L’attuale Slovacchia é il frutto di una serie di vicende storiche complesse che fin dall’antichità ha visto talora amalgamarsi e talora combattersi popolazioni e dinastie germaniche, slave e magiare presenti in questo settore dell’Europa centrale. Dopo le più antiche invasioni barbariche ad asiatiche di questa situazione approfittarono in tempi più recenti diverse potenze straniere come i Turchi ottomani, gli ungheresi e gli Asburgo, che a lungo dominarono questo territorio. Con le vicine regioni boeme, morave, magiare, ucraine (ruteni), austriache e germaniche vi fu dunque una continua serie di scambi e di scontri, unioni e divisioni. La Cecoslovacchia unitaria come l’abbiamo conosciuta fino alla fine degli anni ‘80 ebbe origine solo dopo la prima guerra mondiale su iniziativa di profughi boemi, moravi e slovacchi emigrati negli Stati Uniti con il patto di Pittsburgh nel 1918 (poi ratificato a livello internazionale dal trattato di Saint Germain nel 1919). Dopo l’invasione tedesca dei Sudeti del 1939, l’ultima guerra mondiale e alcuni tentativi per una repubblica democratica unitaria vi fu l’inclusione nella zona d’influenza sovietica e l’adesione al patto di Varsavia. Con la rivoluzione di velluto (novembre-dicembre 1989) e il dissolvimento della Cecoslovacchia (1993) la Slovacchia mosse così verso l’indipendenza e aderì in seguito prima all’Unione Europea nel 2004 e in seguito, contrariamente ai “cugini” della Repubblica Ceca, alla zona Euro nel 2009.

Questo grande impasto storico di popoli e di vicende, l’ateismo di stato del periodo comunista e l’attuale forte secolarizzazione ha reso mutevole nel tempo e nello spazio anche la ripartizione delle diverse fedi presenti in questo territorio: pur essendo a prevalenza cattolico-romana e pur dichiarandosi oggi agnostici buona parte degli abitanti del paese, in molti villaggi e piccole cittadine del centro e dell’occidente della Slovacchia é possibile notare ancora la compresenza di chiese cattoliche e luterane, mentre nei settori più orientali aumenta la presenza di comunità e luoghi di culto ortodossi e greco-cattolici. Alcuni poster sul cinquecentenario della Riforma appaiono qua e là nelle città e nei paesi. Ma è la presenza di edifici di culto tradizionali in legno che attira spesso l’attenzione del viaggiatore: e si scopre che alcuni di questi sono templi protestanti, spesso accomunati da vicende storiche e costruttive piuttosto singolari.

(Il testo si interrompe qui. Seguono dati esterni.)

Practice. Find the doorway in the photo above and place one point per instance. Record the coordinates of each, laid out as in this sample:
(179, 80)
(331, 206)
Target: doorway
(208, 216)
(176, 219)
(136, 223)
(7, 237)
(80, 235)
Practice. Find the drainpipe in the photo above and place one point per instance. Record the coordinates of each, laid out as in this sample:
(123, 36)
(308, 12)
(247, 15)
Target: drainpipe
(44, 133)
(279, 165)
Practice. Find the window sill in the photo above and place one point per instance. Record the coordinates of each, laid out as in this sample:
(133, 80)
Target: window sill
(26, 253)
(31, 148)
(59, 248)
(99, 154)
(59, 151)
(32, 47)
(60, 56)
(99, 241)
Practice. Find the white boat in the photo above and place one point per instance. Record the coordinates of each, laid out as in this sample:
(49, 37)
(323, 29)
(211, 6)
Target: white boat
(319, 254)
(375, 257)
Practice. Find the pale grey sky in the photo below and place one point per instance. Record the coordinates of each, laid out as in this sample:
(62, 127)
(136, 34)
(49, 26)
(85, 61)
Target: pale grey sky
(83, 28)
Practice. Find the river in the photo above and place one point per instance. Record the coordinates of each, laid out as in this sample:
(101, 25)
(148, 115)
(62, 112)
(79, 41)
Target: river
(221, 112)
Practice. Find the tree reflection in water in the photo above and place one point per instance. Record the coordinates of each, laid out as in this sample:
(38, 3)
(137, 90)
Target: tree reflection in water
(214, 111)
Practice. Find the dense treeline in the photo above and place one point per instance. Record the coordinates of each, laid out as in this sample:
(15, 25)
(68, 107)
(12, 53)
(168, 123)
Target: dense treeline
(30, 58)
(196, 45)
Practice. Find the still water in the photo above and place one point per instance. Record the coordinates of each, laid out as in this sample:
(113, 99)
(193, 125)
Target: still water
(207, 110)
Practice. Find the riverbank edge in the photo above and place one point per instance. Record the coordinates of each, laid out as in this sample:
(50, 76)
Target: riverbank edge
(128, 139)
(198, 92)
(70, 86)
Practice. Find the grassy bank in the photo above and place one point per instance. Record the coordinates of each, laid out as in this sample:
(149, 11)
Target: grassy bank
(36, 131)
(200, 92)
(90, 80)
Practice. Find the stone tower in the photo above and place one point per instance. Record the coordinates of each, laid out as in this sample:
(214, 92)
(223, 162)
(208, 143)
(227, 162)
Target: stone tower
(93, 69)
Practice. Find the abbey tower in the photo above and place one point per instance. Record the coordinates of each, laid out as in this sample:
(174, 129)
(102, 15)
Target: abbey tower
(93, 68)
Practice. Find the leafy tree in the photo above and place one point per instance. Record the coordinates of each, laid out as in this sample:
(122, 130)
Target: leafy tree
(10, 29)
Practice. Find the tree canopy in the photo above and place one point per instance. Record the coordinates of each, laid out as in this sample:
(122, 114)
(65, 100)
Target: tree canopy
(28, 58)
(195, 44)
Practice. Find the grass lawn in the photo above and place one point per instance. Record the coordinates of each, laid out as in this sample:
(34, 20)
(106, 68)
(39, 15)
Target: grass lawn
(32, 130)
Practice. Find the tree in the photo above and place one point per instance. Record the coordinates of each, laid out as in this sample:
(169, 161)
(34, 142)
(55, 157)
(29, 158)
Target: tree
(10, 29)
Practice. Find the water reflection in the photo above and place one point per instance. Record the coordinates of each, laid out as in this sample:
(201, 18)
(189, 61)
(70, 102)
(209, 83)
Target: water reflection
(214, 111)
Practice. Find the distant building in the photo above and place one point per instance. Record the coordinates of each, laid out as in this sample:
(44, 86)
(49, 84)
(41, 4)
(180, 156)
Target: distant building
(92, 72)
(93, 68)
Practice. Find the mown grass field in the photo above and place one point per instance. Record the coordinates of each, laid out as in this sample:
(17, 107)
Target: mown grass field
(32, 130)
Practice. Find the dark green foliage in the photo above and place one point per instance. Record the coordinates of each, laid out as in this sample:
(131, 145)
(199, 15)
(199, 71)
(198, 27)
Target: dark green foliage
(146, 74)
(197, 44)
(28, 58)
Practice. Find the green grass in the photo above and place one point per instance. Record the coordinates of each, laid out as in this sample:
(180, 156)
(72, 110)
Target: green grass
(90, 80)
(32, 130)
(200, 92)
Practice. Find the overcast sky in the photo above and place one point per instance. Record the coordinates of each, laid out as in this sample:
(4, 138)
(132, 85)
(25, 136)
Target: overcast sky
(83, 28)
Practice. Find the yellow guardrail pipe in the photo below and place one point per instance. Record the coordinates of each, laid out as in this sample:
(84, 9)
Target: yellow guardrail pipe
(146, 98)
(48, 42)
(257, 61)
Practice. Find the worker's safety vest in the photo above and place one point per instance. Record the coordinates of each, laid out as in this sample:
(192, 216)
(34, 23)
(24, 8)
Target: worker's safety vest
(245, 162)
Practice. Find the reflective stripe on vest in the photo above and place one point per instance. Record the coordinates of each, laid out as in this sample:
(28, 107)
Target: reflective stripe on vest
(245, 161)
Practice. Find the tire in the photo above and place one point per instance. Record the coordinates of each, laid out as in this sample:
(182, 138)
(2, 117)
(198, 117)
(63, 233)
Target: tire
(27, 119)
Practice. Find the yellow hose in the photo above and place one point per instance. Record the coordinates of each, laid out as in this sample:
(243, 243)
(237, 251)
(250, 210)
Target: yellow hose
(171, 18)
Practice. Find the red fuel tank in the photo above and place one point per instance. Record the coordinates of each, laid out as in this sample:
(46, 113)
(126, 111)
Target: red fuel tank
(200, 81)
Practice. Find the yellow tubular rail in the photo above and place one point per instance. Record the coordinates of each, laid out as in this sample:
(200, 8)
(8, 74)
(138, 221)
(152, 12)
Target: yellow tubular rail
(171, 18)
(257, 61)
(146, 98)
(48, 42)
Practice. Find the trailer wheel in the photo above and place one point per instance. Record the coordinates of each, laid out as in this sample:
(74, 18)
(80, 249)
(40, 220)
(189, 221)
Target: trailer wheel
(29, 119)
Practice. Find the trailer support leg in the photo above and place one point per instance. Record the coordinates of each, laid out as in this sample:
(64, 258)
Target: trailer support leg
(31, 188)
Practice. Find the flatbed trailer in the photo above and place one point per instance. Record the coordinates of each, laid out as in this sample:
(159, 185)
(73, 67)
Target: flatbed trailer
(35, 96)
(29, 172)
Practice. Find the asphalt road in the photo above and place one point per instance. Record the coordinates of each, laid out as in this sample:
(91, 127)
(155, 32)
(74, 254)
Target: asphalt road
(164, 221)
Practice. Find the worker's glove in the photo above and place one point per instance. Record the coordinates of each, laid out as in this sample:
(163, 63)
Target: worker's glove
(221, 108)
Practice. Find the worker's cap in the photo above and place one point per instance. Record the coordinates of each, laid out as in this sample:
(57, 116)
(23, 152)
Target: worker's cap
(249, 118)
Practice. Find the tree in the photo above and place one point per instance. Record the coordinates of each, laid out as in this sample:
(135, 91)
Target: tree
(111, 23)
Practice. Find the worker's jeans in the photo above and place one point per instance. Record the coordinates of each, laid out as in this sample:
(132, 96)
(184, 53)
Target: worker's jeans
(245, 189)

La singolare vicenda delle chiese articolari

Verso la fine del ‘500, il 90% della popolazione della Slovacchia era favorevole alla Riforma che stava in quei tempi diffondendosi in Europa. Dopo il Concilio di Trento e la sanguinosa guerra dei Trent’anni, gli Asburgo, in genere educati da gesuiti spagnoli, dominavano questo territorio ed ebbero parte attiva nel cercare di contrastare lo sviluppo del Protestantesimo. Tutto iniziò dalla sconfitta boema a Biela Hora vicino a Praga nel 1620 ad opera della lega cattolica: i boemi, favorevoli alla Riforma, persero l’indipendenza. Tuttavia più ad est i principi della Transilvania erano favorevoli alla riforma di Lutero e buona parte della Slovacchia era ancora occupata dai Turchi che sostenevano alcuni nobili magiari con simpatie protestanti. Data questa situazione di pressione e nonostante la sconfitta dei turchi, nel 1681 Leopoldo I di Asburgo arrivò ad un compromesso sulla costruzione di nuovi edifici di culto protestante nella cosiddetta assemblea di Sopron, cittadina dell’attuale Ungheria ai confini con l’Austria: qui venne convenuto che l’edificio di culto protestante

– doveva essere costruito nell’arco temporale di un solo anno;

– non doveva avere fondamenta;

– doveva essere costruito con solo legno (senza chiodi o parti in metallo e muratura);

– non doveva avere un campanile oppure quest’ultimo doveva essere distanziato dall’edificio principale ed essere di dimensioni ridotte;

– doveva avere un’entrata che non fosse sulla strada principale del paese.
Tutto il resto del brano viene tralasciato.